The Financial Select Sector SPDR (NYSE: XLF) has rallied over 40% from its low on March 6 through to yesterday’s higher opening. The price action this week has triggered a half-day buy signal, which means that it should make at least a three-wave move to the upside. This week’s movement is Part 1 of the Elliott Wave Theory.
When the Wave 2 pullback begins, it should trade below its recent high for nine trading hours or more before Wave 3 takes it up to new recovery highs. The daily chart is also set up to give buy signals, but that could not occur until Monday at the earliest.
The 50-day moving average happens to coincide with the top of a trading channel drawn from a high point last September. Both these technical tools currently show the $9.05 area as a significant level.
If XLF undergoes a decent pullback, short-term traders could try the long side with an upside target of $8.60 or better.
However, if the stock can manage to close above the $9.05 level a couple of times, there’s a good chance that the daily chart will trigger buy signals and we could see additional movement to the upside.
The vital signs for the financial markets continue to improve. The latest indicators include the number of successful public stock offerings floated by financial institutions, the uptick in home sales, and reported profits by some of the largest banks. .
Morgan Stanley ($2.2 billion), JPMorgan ($5 billion), and American Express ($500 million) all have common stock offerings on the street. This year we will see more new stock offerings from financial institutions than in the past 5 years combined. Just six months ago these same financial institutions could not have raised this amount of capital because fear gripped the market place and investors would not have taken on the new shares. The recent success of these offerings points to a significant upswing in investor confidence.
The second indicator of improved health is the very recent uptick in home sales. The National Association of Realtors reported today (June 2) that its seasonally adjusted index of sales contracts signed in April rose 6.7 percent to 90.3. This is the largest single month increase in 8 years.

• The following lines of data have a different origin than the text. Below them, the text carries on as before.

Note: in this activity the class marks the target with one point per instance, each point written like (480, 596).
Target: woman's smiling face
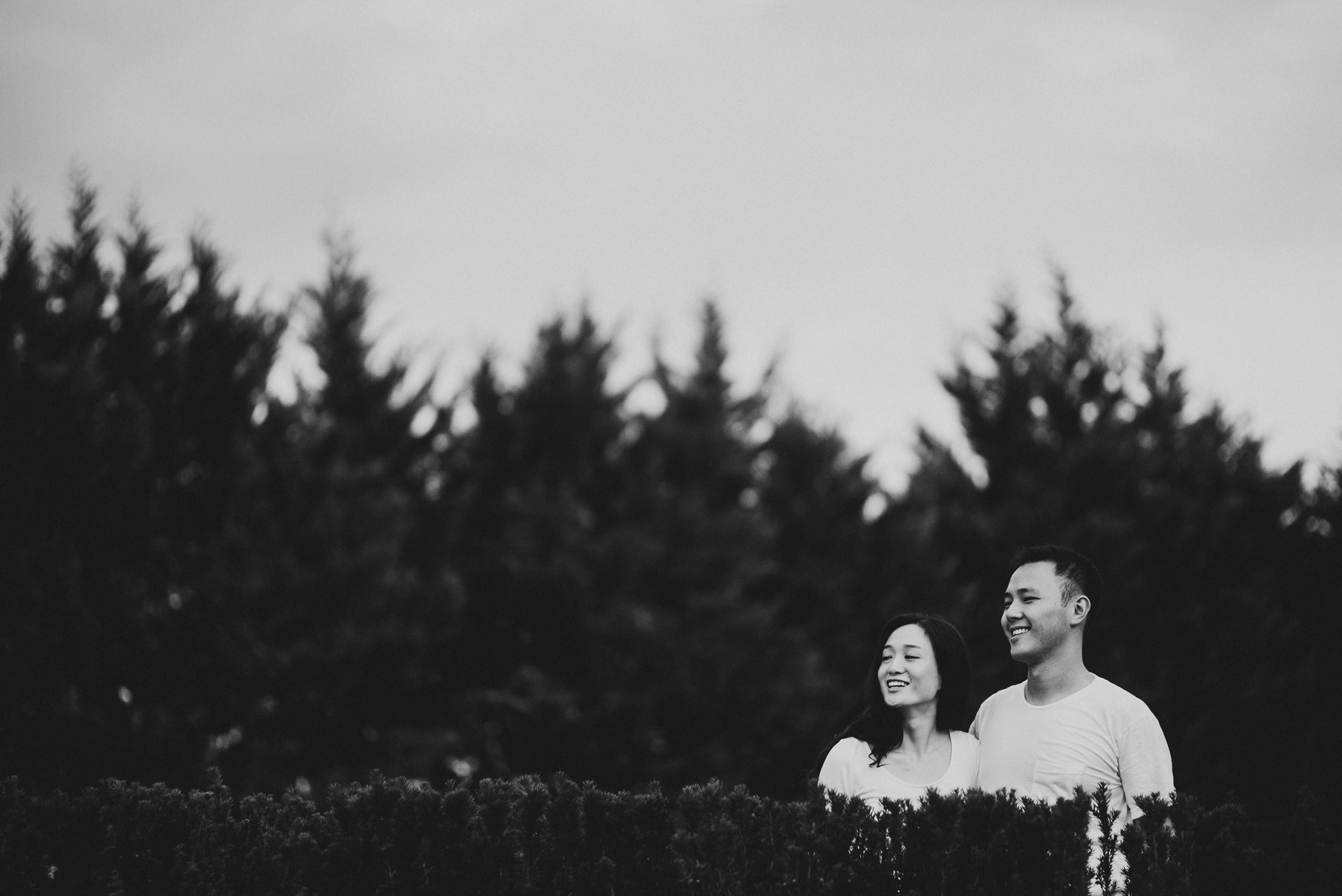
(908, 672)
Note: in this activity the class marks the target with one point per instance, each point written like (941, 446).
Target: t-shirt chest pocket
(1057, 780)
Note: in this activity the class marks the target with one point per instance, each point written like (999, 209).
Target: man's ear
(1081, 610)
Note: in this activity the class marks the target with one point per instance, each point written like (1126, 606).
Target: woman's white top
(849, 770)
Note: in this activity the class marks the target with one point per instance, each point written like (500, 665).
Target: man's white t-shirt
(1099, 734)
(847, 769)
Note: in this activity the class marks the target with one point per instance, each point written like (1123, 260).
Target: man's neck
(1057, 676)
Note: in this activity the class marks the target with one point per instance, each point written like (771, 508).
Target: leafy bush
(529, 836)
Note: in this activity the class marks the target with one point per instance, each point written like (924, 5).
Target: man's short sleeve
(1144, 761)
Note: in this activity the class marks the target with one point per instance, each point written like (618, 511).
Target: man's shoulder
(1120, 699)
(1010, 693)
(1004, 698)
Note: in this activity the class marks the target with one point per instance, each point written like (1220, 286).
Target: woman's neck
(921, 734)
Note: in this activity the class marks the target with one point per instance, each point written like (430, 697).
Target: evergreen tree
(1084, 448)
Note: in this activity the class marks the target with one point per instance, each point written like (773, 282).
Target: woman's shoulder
(849, 747)
(964, 741)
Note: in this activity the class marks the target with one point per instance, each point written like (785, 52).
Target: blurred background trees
(196, 573)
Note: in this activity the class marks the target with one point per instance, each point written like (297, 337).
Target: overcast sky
(854, 182)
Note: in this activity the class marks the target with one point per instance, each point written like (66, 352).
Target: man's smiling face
(1035, 619)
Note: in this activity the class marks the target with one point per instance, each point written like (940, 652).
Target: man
(1065, 726)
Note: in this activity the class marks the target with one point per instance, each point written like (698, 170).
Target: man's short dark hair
(1079, 576)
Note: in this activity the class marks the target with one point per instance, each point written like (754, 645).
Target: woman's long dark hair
(880, 726)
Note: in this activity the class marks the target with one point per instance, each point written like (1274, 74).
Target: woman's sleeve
(835, 773)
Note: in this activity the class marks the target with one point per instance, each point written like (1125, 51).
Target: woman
(910, 737)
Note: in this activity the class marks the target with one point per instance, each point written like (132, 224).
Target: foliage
(196, 572)
(529, 836)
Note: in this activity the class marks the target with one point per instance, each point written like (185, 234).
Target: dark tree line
(195, 573)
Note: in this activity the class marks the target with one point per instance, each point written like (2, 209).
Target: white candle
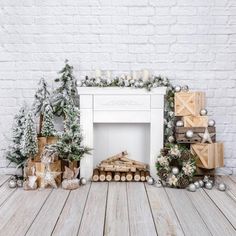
(108, 74)
(134, 75)
(145, 74)
(98, 73)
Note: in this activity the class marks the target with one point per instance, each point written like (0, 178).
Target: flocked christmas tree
(30, 143)
(66, 93)
(15, 154)
(69, 145)
(48, 125)
(41, 95)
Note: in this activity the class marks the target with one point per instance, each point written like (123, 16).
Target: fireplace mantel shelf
(121, 105)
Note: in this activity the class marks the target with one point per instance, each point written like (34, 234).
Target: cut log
(123, 177)
(137, 176)
(129, 176)
(117, 176)
(142, 176)
(96, 175)
(102, 176)
(108, 176)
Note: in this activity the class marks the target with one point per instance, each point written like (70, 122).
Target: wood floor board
(164, 216)
(71, 215)
(18, 213)
(225, 202)
(94, 213)
(47, 217)
(189, 218)
(117, 218)
(212, 216)
(140, 215)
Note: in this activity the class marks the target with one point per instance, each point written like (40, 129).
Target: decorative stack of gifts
(193, 127)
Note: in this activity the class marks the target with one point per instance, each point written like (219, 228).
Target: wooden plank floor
(118, 209)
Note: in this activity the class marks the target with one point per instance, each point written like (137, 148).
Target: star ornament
(206, 136)
(48, 178)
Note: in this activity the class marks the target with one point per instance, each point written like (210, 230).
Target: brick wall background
(191, 42)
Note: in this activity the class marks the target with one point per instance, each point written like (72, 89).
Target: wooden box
(195, 121)
(180, 134)
(55, 166)
(209, 156)
(189, 103)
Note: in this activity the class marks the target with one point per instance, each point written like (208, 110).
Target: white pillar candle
(134, 75)
(98, 73)
(145, 74)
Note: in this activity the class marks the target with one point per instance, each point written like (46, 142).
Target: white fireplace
(106, 115)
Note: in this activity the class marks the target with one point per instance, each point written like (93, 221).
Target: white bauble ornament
(83, 181)
(222, 186)
(211, 123)
(189, 134)
(192, 188)
(197, 184)
(175, 170)
(12, 183)
(185, 88)
(177, 88)
(179, 123)
(208, 185)
(201, 183)
(203, 112)
(150, 181)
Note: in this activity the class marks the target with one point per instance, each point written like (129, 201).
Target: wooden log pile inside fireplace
(121, 168)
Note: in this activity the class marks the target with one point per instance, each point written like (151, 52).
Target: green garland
(152, 82)
(176, 166)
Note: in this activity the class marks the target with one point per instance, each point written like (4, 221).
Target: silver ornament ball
(192, 188)
(189, 134)
(179, 123)
(12, 183)
(222, 187)
(201, 183)
(19, 183)
(203, 112)
(177, 88)
(150, 181)
(197, 185)
(185, 88)
(83, 181)
(211, 123)
(175, 170)
(208, 185)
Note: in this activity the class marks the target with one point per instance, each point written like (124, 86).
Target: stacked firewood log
(121, 168)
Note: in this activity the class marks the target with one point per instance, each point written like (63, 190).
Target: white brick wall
(191, 42)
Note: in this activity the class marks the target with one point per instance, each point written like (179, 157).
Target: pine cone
(186, 156)
(163, 173)
(183, 182)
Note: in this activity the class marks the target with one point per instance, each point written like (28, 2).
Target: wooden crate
(181, 137)
(42, 141)
(209, 155)
(55, 166)
(195, 121)
(189, 103)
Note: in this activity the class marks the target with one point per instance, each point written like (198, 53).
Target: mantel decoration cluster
(63, 101)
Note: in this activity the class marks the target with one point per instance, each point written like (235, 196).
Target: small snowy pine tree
(69, 145)
(15, 154)
(30, 142)
(66, 93)
(40, 96)
(48, 126)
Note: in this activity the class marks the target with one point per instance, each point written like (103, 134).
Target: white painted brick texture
(191, 42)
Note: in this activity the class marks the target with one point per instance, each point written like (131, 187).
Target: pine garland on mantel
(151, 82)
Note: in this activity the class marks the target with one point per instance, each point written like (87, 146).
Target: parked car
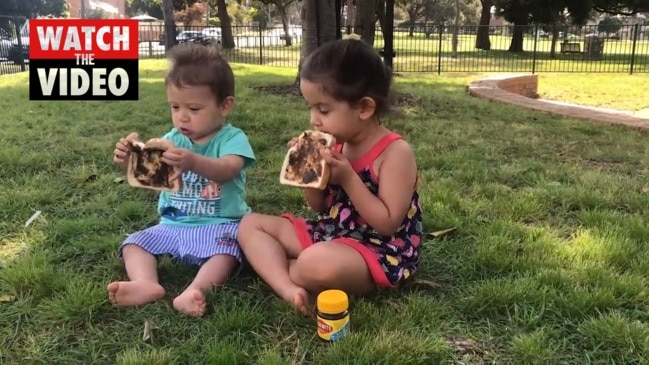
(5, 44)
(294, 31)
(213, 34)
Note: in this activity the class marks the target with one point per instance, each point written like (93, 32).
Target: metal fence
(11, 59)
(428, 48)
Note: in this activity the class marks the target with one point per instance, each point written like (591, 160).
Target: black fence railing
(423, 48)
(12, 60)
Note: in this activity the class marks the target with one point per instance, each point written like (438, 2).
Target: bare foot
(134, 293)
(191, 302)
(302, 300)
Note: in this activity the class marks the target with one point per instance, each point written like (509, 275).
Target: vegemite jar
(333, 315)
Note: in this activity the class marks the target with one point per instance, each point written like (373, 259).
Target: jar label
(333, 329)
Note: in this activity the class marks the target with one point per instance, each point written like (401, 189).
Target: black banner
(65, 80)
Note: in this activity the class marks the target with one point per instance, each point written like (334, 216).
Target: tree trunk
(456, 29)
(284, 16)
(517, 39)
(380, 14)
(482, 40)
(170, 24)
(349, 21)
(365, 20)
(227, 39)
(318, 26)
(555, 37)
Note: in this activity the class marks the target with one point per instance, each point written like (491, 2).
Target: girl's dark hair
(197, 65)
(350, 70)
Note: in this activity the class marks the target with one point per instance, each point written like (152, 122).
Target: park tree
(150, 7)
(170, 24)
(365, 19)
(318, 26)
(34, 8)
(623, 7)
(190, 14)
(282, 7)
(609, 24)
(482, 40)
(227, 38)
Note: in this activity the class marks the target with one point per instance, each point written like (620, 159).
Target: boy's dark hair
(349, 70)
(197, 65)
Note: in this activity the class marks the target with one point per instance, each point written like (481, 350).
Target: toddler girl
(369, 222)
(199, 223)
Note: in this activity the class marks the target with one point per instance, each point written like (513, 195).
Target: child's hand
(292, 142)
(122, 152)
(341, 169)
(183, 159)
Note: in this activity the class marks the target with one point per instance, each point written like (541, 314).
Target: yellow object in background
(333, 315)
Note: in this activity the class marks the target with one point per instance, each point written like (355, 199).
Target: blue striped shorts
(190, 244)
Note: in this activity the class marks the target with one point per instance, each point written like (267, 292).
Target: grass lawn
(548, 264)
(626, 92)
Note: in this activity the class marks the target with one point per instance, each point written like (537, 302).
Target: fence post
(261, 46)
(536, 43)
(636, 30)
(19, 37)
(439, 49)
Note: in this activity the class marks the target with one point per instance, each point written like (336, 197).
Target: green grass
(422, 54)
(626, 92)
(548, 264)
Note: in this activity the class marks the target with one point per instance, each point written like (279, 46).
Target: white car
(212, 33)
(5, 44)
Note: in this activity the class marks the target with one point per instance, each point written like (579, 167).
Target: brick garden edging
(521, 90)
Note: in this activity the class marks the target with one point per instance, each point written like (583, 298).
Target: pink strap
(374, 152)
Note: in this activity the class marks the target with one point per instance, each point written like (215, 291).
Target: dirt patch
(293, 90)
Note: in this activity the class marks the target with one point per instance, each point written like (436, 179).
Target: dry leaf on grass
(428, 283)
(438, 234)
(7, 298)
(467, 346)
(149, 326)
(32, 218)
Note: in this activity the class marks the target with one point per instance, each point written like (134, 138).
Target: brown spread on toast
(305, 162)
(149, 170)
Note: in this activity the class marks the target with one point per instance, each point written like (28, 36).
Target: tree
(151, 7)
(482, 40)
(34, 8)
(227, 39)
(608, 25)
(624, 7)
(318, 26)
(282, 8)
(415, 10)
(170, 24)
(456, 29)
(516, 12)
(190, 14)
(365, 20)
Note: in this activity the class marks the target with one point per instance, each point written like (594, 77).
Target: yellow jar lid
(332, 301)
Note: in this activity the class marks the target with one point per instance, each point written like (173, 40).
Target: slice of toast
(145, 167)
(304, 166)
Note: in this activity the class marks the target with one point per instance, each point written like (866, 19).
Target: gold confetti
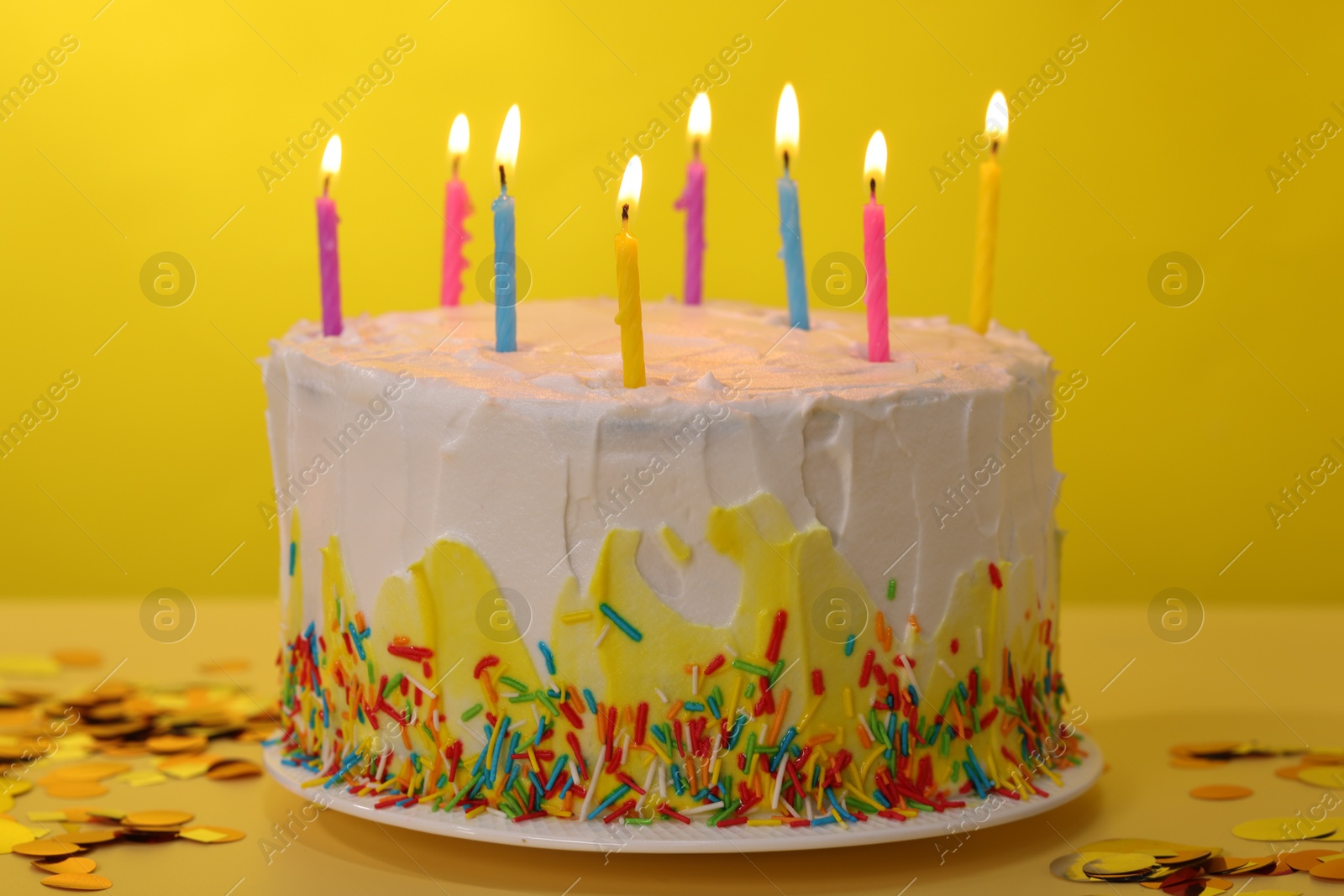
(156, 819)
(1323, 775)
(176, 743)
(46, 848)
(1328, 871)
(73, 866)
(1285, 828)
(232, 770)
(1221, 792)
(74, 789)
(91, 772)
(1119, 864)
(13, 835)
(212, 835)
(77, 882)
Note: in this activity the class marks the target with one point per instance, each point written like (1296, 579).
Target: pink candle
(875, 253)
(692, 201)
(328, 257)
(457, 206)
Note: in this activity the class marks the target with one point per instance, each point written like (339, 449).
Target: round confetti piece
(192, 759)
(87, 837)
(1330, 777)
(1120, 864)
(156, 819)
(15, 788)
(1307, 859)
(1194, 762)
(212, 835)
(1156, 848)
(91, 772)
(46, 848)
(176, 743)
(1284, 829)
(1072, 867)
(78, 658)
(232, 770)
(13, 833)
(1221, 792)
(73, 866)
(77, 882)
(124, 752)
(1213, 748)
(76, 789)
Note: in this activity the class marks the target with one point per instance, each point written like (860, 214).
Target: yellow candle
(628, 313)
(987, 224)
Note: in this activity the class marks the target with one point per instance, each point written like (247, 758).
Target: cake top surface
(570, 349)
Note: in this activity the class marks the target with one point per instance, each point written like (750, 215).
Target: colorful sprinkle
(631, 631)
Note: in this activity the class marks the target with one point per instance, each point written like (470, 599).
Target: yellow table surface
(1270, 674)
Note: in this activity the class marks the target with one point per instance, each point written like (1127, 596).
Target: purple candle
(457, 206)
(327, 254)
(692, 201)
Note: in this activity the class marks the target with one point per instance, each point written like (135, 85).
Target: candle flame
(698, 123)
(506, 154)
(875, 160)
(631, 184)
(331, 156)
(459, 137)
(996, 117)
(786, 123)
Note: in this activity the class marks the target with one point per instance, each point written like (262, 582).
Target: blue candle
(792, 251)
(506, 259)
(506, 284)
(786, 144)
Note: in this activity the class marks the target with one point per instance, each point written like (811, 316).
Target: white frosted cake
(779, 578)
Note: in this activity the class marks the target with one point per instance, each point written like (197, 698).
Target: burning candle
(875, 250)
(457, 206)
(628, 313)
(506, 264)
(328, 257)
(786, 144)
(692, 201)
(987, 224)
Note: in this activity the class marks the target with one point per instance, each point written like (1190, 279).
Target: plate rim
(694, 839)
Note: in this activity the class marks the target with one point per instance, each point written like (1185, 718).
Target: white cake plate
(696, 837)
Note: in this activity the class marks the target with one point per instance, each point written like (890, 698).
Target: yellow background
(1158, 140)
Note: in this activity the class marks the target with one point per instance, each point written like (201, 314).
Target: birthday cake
(777, 584)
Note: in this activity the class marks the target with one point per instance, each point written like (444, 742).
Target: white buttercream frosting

Knowing that faulty home loans were the driving force behind the financial crisis, a turn-around in the home loan market is vital to a recovery in the financial markets.
The FDIC reported on May 27 that the nation’s largest 19 banks, the target of the stress tests, earned a combined first-quarter profit of $7.6 billion, compared with a loss of $36.9 billion in the fourth quarter of 2008.
Of course the patient is not entirely back to “good health” even though vital signs are improving. The FDIC reported that 21 banks failed in the first quarter, the highest number since 1992's fourth quarter. It also said that the number of "problem banks" rose to 305 from 252 a year ago. We are seeing a divergence between good banks and bad banks. The amazing thing is that many of the banks that would have made the “bad” list just 5 months ago are now showing signs of vibrant health. Some analysts speculated that the nationalization of Bank of America and Citi Group was the only way to save them; now it appears that free enterprise system is able to do what the critics thought impossible without a government takeover.
I like the XLF for a trade here ... the index is leading the overall market - SPX:XLF ratio spiked and turned lower today which is a sign that the XLF is increasing at a greater rate than the S&P 500. I also like the relative strength index - no longer oversold. The reversal came on higher volume than the previous day, which is a bullish sign.